- Longtime Supreme Court justice Louise Arbour has been appointed as Canada's next governor general. Hard not to approve of the choice, not only because of her competence but because it's something of a statement in this geopolitical context to choose someone who served as an international war crimes prosecutor.
- Governments of numerous countries including Brazil, Canada, Germany, and Nigeria are sending representatives to discuss how to go about actually phasing out fossil fuels rather than setting warming targets by consensus and letting everyone figure out on their own how to do it, which has been the standard approach by the UN. Now it's easy to be a bit cynical about a bunch of elite types flying down to Colombia, mostly in gas-guzzling business jets, to discuss climate solutions, but such are the realities of diplomacy for the time being. Notably absent from the conference are the US, China, and the Gulf states, which is a positive development on all counts.
- A new paper suggests that even in the best-case scenario, New Orleans is not going to be one of those places that survives climate change. One of the authors says that "Even if you stopped climate change today, New Orleans’s days are still numbered". The city may find itself surrounded by the Gulf of Mexico by 2100; the paper's authors recommend that efforts be made to start relocating its residents now. This concept, known as "managed retreat", has come up a lot in the last while. Naturally, a lot of people are not comfortable with the idea for a lot of reasons, but I don't see how it will be possible to avoid some kind of retreat, managed or otherwise, in a lot of places around the world.
- Reform UK has vowed to put migrant detention centres in ridings that elect Green MPs if they win the next general election. This is kind of ironic given that the kind of climate policy advocated by that lot (i.e. "let it burn" in every sense of the phrase) will inevitably lead to huge amounts of migration.
- The US National Transportation Safety Board has released the findings from their part of the investigation into the crash of a China Eastern Airlines Boeing 737 in 2022 which killed 132 people. The NTSB was involved in the investigation as the home country of the manufacturer; they reported that the engines were suddenly shut down, and that this looked like a deliberate act of murder-suicide by one of the pilots. If so it would be far from the first time that something like this has happened - see for example this, this, and this, and probably also this. China's own Civil Aviation Administration has yet to make a ruling on the cause of the crash, which makes me wonder if they suspect a political motive, or if they just don't want their citizens thinking too much about why a highly skilled professional would just decide to kill himself and take a planeload of people with him.

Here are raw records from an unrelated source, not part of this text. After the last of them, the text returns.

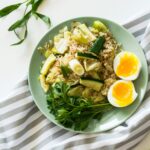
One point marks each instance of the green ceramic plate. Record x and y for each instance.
(113, 118)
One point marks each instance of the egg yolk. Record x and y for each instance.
(128, 65)
(123, 92)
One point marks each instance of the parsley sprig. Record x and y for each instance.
(31, 7)
(73, 112)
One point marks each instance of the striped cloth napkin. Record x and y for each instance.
(23, 127)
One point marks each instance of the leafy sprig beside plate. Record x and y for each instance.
(31, 7)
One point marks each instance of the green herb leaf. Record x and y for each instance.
(21, 22)
(65, 71)
(44, 18)
(7, 10)
(22, 40)
(75, 112)
(36, 4)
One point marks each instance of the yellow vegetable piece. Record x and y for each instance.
(100, 26)
(87, 32)
(79, 36)
(44, 85)
(48, 63)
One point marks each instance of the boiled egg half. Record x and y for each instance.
(127, 65)
(122, 93)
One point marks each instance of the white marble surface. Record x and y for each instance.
(14, 61)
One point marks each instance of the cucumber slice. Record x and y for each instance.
(98, 45)
(48, 63)
(92, 83)
(75, 91)
(86, 55)
(65, 71)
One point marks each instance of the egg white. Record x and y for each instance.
(112, 100)
(117, 62)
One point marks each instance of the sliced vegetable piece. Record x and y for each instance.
(86, 55)
(48, 63)
(76, 67)
(79, 36)
(100, 26)
(99, 98)
(87, 32)
(67, 35)
(98, 45)
(44, 85)
(65, 71)
(94, 75)
(47, 53)
(92, 83)
(61, 46)
(92, 65)
(75, 91)
(87, 92)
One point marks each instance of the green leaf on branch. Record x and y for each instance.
(44, 18)
(7, 10)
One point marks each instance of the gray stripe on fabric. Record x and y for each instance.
(87, 140)
(133, 146)
(34, 136)
(139, 32)
(137, 21)
(31, 112)
(90, 140)
(15, 98)
(23, 131)
(50, 139)
(133, 137)
(17, 110)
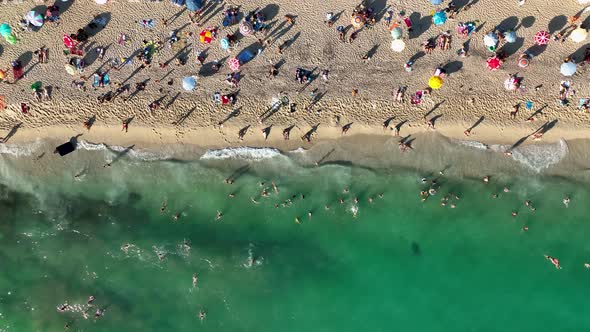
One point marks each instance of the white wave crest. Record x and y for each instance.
(20, 150)
(472, 144)
(540, 156)
(246, 153)
(133, 153)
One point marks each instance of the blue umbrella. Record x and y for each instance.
(189, 83)
(224, 43)
(194, 5)
(568, 68)
(510, 36)
(439, 18)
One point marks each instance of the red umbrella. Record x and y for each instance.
(69, 42)
(542, 37)
(494, 63)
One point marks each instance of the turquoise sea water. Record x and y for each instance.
(400, 265)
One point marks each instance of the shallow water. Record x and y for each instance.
(400, 264)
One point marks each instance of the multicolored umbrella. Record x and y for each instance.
(398, 45)
(206, 36)
(5, 29)
(568, 68)
(579, 35)
(490, 40)
(494, 63)
(357, 21)
(435, 82)
(524, 60)
(396, 33)
(510, 36)
(439, 18)
(70, 69)
(34, 18)
(542, 37)
(69, 42)
(224, 43)
(246, 28)
(189, 83)
(234, 64)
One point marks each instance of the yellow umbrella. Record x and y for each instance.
(435, 82)
(70, 69)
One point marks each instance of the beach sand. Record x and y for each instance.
(470, 91)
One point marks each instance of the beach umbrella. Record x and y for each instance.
(568, 68)
(579, 35)
(194, 5)
(398, 45)
(396, 33)
(510, 84)
(542, 37)
(70, 69)
(510, 36)
(34, 18)
(490, 40)
(206, 36)
(11, 39)
(435, 82)
(494, 63)
(5, 30)
(69, 42)
(439, 18)
(357, 21)
(246, 28)
(234, 64)
(189, 83)
(524, 61)
(224, 43)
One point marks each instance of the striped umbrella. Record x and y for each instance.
(246, 28)
(206, 36)
(494, 63)
(234, 64)
(542, 37)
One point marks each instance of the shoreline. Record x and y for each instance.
(226, 137)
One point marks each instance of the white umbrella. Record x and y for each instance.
(398, 45)
(568, 68)
(579, 35)
(189, 83)
(490, 39)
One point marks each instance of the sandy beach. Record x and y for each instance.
(470, 91)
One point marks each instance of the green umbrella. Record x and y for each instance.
(5, 29)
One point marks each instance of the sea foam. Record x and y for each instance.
(246, 153)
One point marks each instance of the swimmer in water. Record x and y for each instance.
(202, 315)
(553, 261)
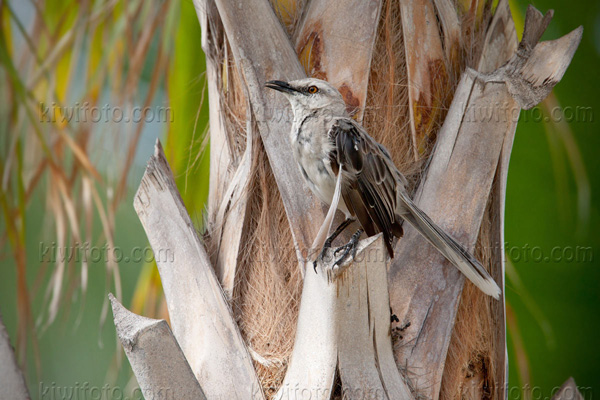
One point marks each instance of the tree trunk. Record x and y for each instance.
(251, 317)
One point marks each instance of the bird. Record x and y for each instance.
(325, 140)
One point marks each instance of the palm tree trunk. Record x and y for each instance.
(403, 68)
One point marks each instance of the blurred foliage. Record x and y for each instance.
(65, 173)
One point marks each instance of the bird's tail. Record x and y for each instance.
(450, 248)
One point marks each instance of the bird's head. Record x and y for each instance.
(310, 94)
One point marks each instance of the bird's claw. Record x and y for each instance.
(349, 249)
(321, 257)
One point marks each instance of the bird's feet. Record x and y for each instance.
(326, 246)
(329, 241)
(348, 250)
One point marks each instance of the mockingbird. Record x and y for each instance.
(325, 141)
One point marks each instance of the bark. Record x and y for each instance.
(200, 316)
(343, 323)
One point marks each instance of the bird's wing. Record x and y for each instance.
(370, 179)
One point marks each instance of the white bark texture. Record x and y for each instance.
(424, 288)
(344, 322)
(199, 314)
(155, 356)
(12, 383)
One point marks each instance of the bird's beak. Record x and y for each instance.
(281, 86)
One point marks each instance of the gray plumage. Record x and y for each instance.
(323, 137)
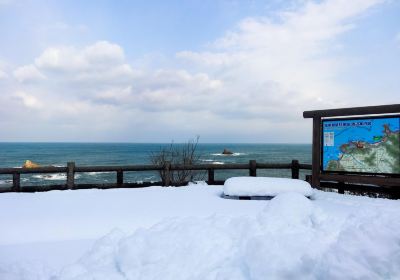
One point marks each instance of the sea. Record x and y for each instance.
(84, 154)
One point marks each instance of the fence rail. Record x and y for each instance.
(71, 169)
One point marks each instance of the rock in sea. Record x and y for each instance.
(30, 164)
(227, 152)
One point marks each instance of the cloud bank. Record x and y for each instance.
(251, 85)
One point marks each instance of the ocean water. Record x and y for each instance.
(83, 154)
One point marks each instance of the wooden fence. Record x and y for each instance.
(71, 169)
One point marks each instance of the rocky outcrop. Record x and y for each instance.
(30, 164)
(227, 152)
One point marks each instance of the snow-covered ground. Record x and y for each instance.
(193, 233)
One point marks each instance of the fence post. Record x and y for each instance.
(211, 180)
(252, 168)
(70, 175)
(295, 169)
(167, 173)
(16, 182)
(341, 187)
(120, 177)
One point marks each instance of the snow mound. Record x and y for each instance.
(291, 238)
(265, 186)
(287, 209)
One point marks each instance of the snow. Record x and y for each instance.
(265, 186)
(193, 233)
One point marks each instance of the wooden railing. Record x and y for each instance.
(71, 169)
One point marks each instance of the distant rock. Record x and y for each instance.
(30, 164)
(227, 152)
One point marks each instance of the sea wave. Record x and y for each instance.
(212, 161)
(54, 177)
(234, 154)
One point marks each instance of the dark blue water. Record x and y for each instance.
(58, 154)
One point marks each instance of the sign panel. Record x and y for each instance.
(364, 145)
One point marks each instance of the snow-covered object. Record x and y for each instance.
(191, 233)
(265, 186)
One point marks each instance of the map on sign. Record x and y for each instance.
(361, 145)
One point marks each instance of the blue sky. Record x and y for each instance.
(156, 71)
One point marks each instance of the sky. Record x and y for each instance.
(156, 71)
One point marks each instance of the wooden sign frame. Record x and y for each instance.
(362, 112)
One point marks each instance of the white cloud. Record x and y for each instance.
(28, 73)
(254, 81)
(397, 39)
(28, 100)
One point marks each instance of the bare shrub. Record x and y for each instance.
(177, 154)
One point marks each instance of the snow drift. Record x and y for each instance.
(265, 186)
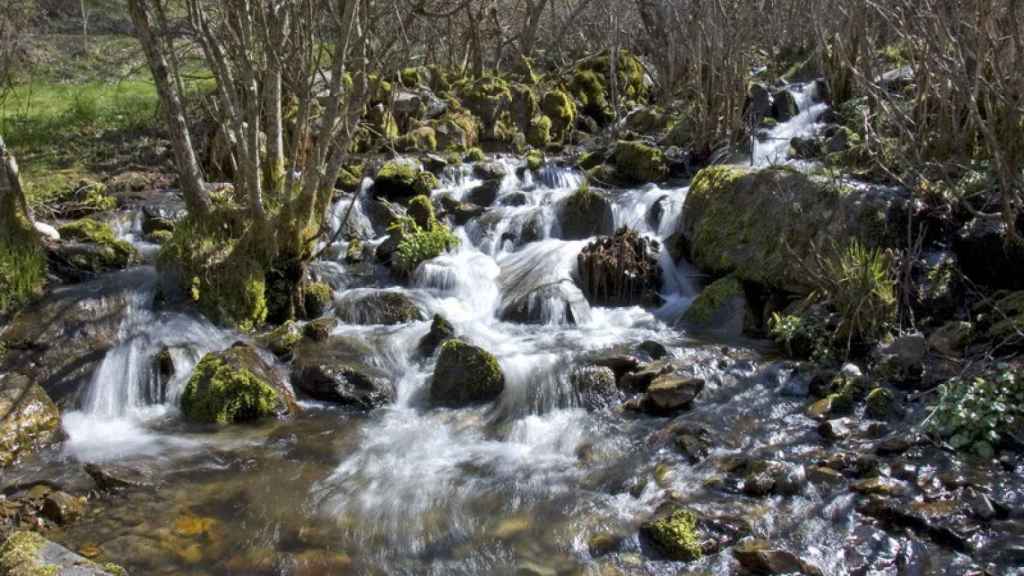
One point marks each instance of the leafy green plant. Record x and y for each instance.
(976, 413)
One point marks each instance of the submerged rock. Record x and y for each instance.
(585, 214)
(28, 553)
(440, 331)
(235, 385)
(29, 419)
(336, 371)
(382, 306)
(465, 374)
(621, 271)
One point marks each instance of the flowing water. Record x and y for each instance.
(525, 486)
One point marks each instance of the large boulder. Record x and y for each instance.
(584, 214)
(759, 224)
(58, 341)
(621, 271)
(379, 306)
(28, 553)
(465, 375)
(402, 179)
(29, 419)
(236, 385)
(336, 371)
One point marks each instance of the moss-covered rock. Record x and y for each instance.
(465, 375)
(640, 163)
(380, 306)
(586, 213)
(722, 302)
(111, 253)
(28, 553)
(235, 385)
(400, 179)
(761, 225)
(316, 298)
(559, 108)
(29, 419)
(676, 535)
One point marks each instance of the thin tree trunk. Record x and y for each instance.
(189, 174)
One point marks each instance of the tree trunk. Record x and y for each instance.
(189, 174)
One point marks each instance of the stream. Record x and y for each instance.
(534, 484)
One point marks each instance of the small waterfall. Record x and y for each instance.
(774, 150)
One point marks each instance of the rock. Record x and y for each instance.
(440, 331)
(757, 557)
(484, 195)
(984, 255)
(29, 419)
(669, 393)
(401, 179)
(721, 306)
(110, 478)
(336, 371)
(28, 553)
(465, 375)
(595, 386)
(88, 249)
(621, 271)
(836, 429)
(379, 307)
(320, 329)
(585, 214)
(760, 224)
(236, 385)
(487, 171)
(685, 535)
(640, 379)
(951, 338)
(881, 404)
(639, 163)
(693, 441)
(783, 106)
(62, 508)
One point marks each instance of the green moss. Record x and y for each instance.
(640, 162)
(711, 300)
(418, 244)
(540, 131)
(558, 106)
(19, 556)
(677, 535)
(535, 160)
(422, 211)
(116, 253)
(475, 155)
(317, 297)
(23, 265)
(223, 393)
(410, 77)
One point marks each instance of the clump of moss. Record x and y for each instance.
(639, 162)
(316, 298)
(540, 131)
(535, 160)
(711, 300)
(418, 244)
(115, 253)
(23, 264)
(475, 155)
(558, 106)
(677, 535)
(223, 391)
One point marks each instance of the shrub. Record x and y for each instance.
(978, 413)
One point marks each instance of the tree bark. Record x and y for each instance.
(189, 174)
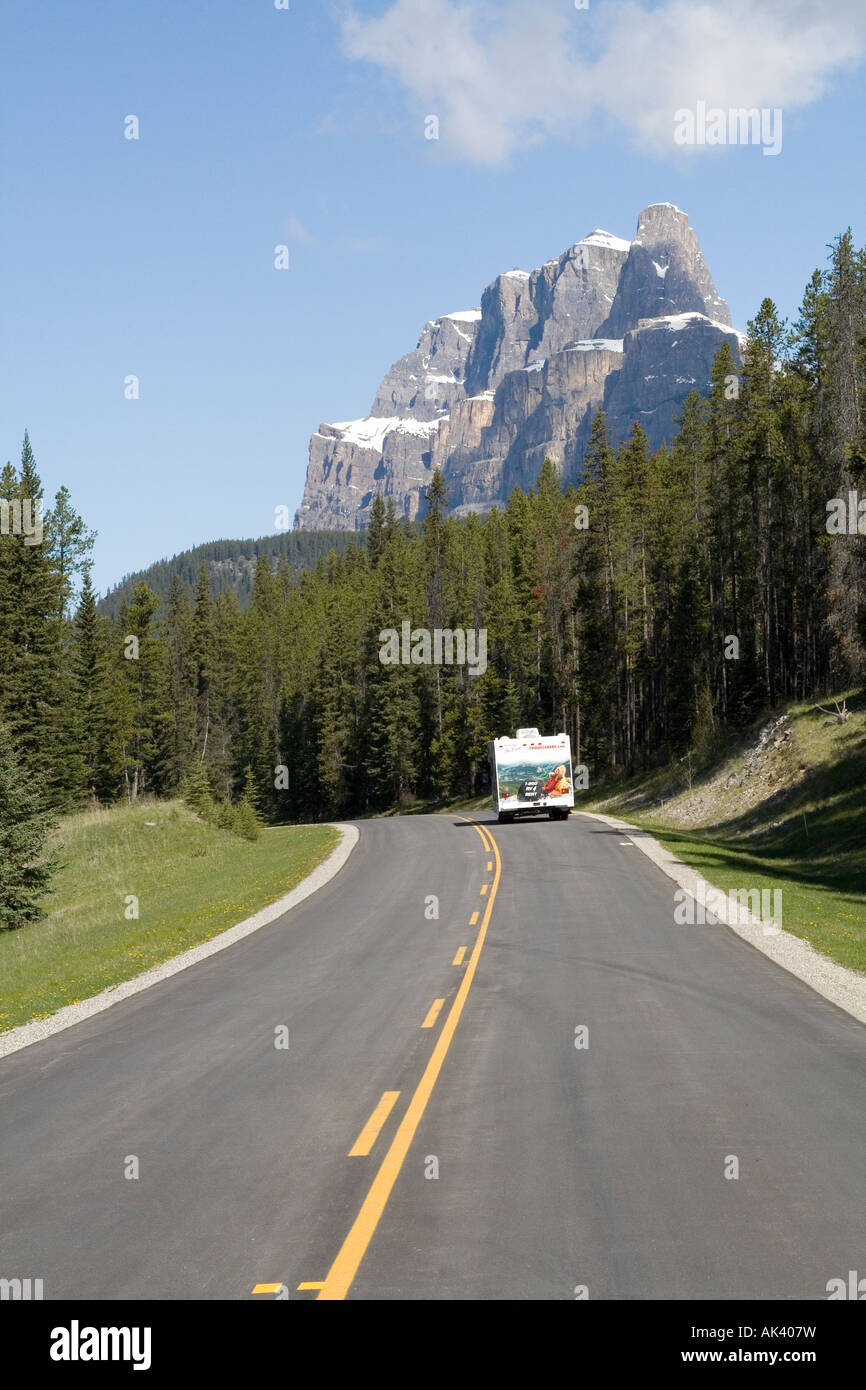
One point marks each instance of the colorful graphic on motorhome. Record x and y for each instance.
(531, 777)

- Health officials now suspect human-to-human transmission of hantavirus in the fatal outbreak on a cruise ship in the Atlantic, but are quick to say (perhaps at the urging of the cruise industry) that they don't think it's a big concern.
- A Toronto woman is seeking an exemption to the restrictions in MAID legislation in order to get herself put to sleep for mental health disorders; the legislation specifically disqualifies patients whose only major health issues are psychiatric. This is a highly contentious issue; on the one hand, organizations like Dying With Dignity Canada are calling for it to be allowed, while on the other side some argue that the very conditions often complicate the matter of informed consent.
- A new viral fad has groups of young people arranging a time to get out of their mums' basements and conduct what twenty years ago would probably have been called a flash mob but is now called a speedrun (named, of course, after a term from the video game community) in which they try to get into Scientology facilities and film themselves. Most recently this happened in Vancouver on the weekend; up to 300 people apparently showed up. A 16 year old was arrested at the scene but later released with no charges. Some people say they know more about the motives for this stunt/protest, but are reluctant to speak on the record due to Scientology's famously litigious nature.